BHW: Art and expression are empowering mediums, especially for children — they provide a safe avenue to express and process emotions and experiences that children do not yet have the words to share. Weekly group therapy and programs incorporating art, music, dance and drama provide children with avenues to share their stories. For many, this expression becomes the first step on a path of healing and discovering hope. Communicating their stories with caregivers, mentors and peers helps traumatized children to rebuild a sense of normalcy – the idea that “I can be understood” – once lost to extreme physical and emotional traumas.

RNS: How is your approach uniquely Christian? I mean, would your work look differently if it were being done by an atheist?

BHW: Exile International provides holistic care. This means we focus on healing of mind, body, and spirit – incorporating art and expressive therapy, trauma care, education, food, medical care and peace-building skills. But, most importantly, the children are able to see that they are worthy and valued through the love of Jesus.

Although all of these areas are important, the children experience the greatest change when they begin to believe they are more than their past and that God has plan and a hope for them. Even though they carry deep scars of war, they find redemption by embracing they are a new creation in Christ! It is then they begin to dream about becoming peace leaders in their nations.

RNS: You confronted this problem by going to Uganda and the Congo and founding an organization to help children. Most people can’t do this themselves. How can they affect change on this issue in a tangible way, other than just donating money, of course?
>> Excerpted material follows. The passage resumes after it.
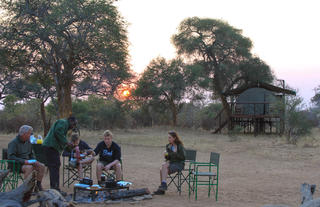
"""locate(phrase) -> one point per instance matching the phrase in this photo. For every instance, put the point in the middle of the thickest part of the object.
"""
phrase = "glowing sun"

BHW: We look at Exile International as a team. Most people in the west would not or could not go into a war zone to work with children in armed conflict, but our teams could not do the work they do without support from our partners and churches. We all have a part to plan in caring for children who have been orphaned and wounded by war.

After being made aware of former children slaves, rescued child soldiers or children orphaned by war – many people are eager to get involved. We always invite people to pray and partner. Our teams and the children in our programs are sometimes in danger, and we have seen the effects of prayer through saving their lives at times.

Partnering looks different from everyone. Of course, that can look like becoming a monthly Restore Partner, Child Sponsor or Church Partner – but we also love for children elsewhere in the world to write letters of encouragement to the children in our programs.